Re: [PATCH v7 0/6] Add eBPF hooks for cgroups

Alexei Starovoitov <alexei.starovoitov@xxxxxxxxx> · Fri, 28 Oct 2016 23:24:47 -0700

On Sat, Oct 29, 2016 at 01:59:23PM +0900, Lorenzo Colitti wrote:
> On Sat, Oct 29, 2016 at 1:51 PM, Alexei Starovoitov
> <alexei.starovoitov@xxxxxxxxx> wrote:
> >> What's the use case for egress?
> >>
> >> We (android networking) are currently looking at implementing network
> >> accounting via eBPF in order to replace the out-of-tree xt_qtaguid
> >> code. A per-cgroup eBPF program run on all traffic would be great. But
> >> when we looked at this patchset we realized it would not be useful for
> >> accounting purposes because even if a packet is counted here, it might
> >> still be dropped by netfilter hooks.
> >
> > don't use out-of-tree and instead drop using this mechanism or
> > any other in-kernel method? ;)
> 
> Getting rid of out-of-tree code is the goal, yes.
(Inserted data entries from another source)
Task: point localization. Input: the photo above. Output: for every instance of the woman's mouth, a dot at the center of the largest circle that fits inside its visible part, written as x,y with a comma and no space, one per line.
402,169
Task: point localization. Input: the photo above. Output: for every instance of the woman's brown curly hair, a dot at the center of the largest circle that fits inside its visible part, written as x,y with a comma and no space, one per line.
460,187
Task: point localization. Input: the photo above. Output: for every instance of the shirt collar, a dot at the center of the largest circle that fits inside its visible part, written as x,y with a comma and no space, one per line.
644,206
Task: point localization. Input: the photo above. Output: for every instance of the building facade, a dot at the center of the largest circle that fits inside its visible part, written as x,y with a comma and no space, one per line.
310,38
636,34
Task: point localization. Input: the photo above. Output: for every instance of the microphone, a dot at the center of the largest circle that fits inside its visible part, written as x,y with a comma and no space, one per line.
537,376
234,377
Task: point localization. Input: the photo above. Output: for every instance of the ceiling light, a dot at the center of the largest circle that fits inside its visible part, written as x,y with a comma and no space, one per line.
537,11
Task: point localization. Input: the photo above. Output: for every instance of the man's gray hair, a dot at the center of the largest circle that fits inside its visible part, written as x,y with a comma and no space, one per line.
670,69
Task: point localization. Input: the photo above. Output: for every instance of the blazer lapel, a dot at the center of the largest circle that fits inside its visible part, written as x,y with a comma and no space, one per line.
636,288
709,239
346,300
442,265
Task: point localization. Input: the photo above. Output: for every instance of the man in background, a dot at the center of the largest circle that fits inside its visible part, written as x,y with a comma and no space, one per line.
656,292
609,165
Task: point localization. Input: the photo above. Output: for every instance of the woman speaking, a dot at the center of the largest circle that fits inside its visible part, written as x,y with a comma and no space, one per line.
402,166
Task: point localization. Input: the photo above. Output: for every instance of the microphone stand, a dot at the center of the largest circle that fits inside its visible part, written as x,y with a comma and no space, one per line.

We do have a
> requirement that things continue to work, though. Accounting for a
> packet in ip{,6}_output is not correct if that packet ends up being
> dropped by iptables later on.

understood.
it could be solved by swapping the order of cgroup_bpf_run_filter()
and NF_INET_POST_ROUTING in patch 5. It was proposed some time back, but
the current patch, I think, is more symmetrical.
cgroup+bpf runs after nf hook on rx and runs before it on tx.
imo it's more consistent.
Regardless of this choice... are you going to backport cgroupv2 to
android? Because this set is v2 only.

> > We (facebook infrastructure) have been using iptables and bpf networking
> > together with great success. They nicely co-exist and complement each other.
> > There is no need to reinvent the wheel if existing solution works.
> > iptables are great for their purpose.
> 
> That doesn't really answer my "what is the use case for egress"
> question though, right? Or are you saying "we use this, but we can't
> talk about how we use it"?

if the question is "why patch 4 alone is not enough and patch 5 is needed"?
Then it's symmetrical access. Accounting for RX only is a half done job.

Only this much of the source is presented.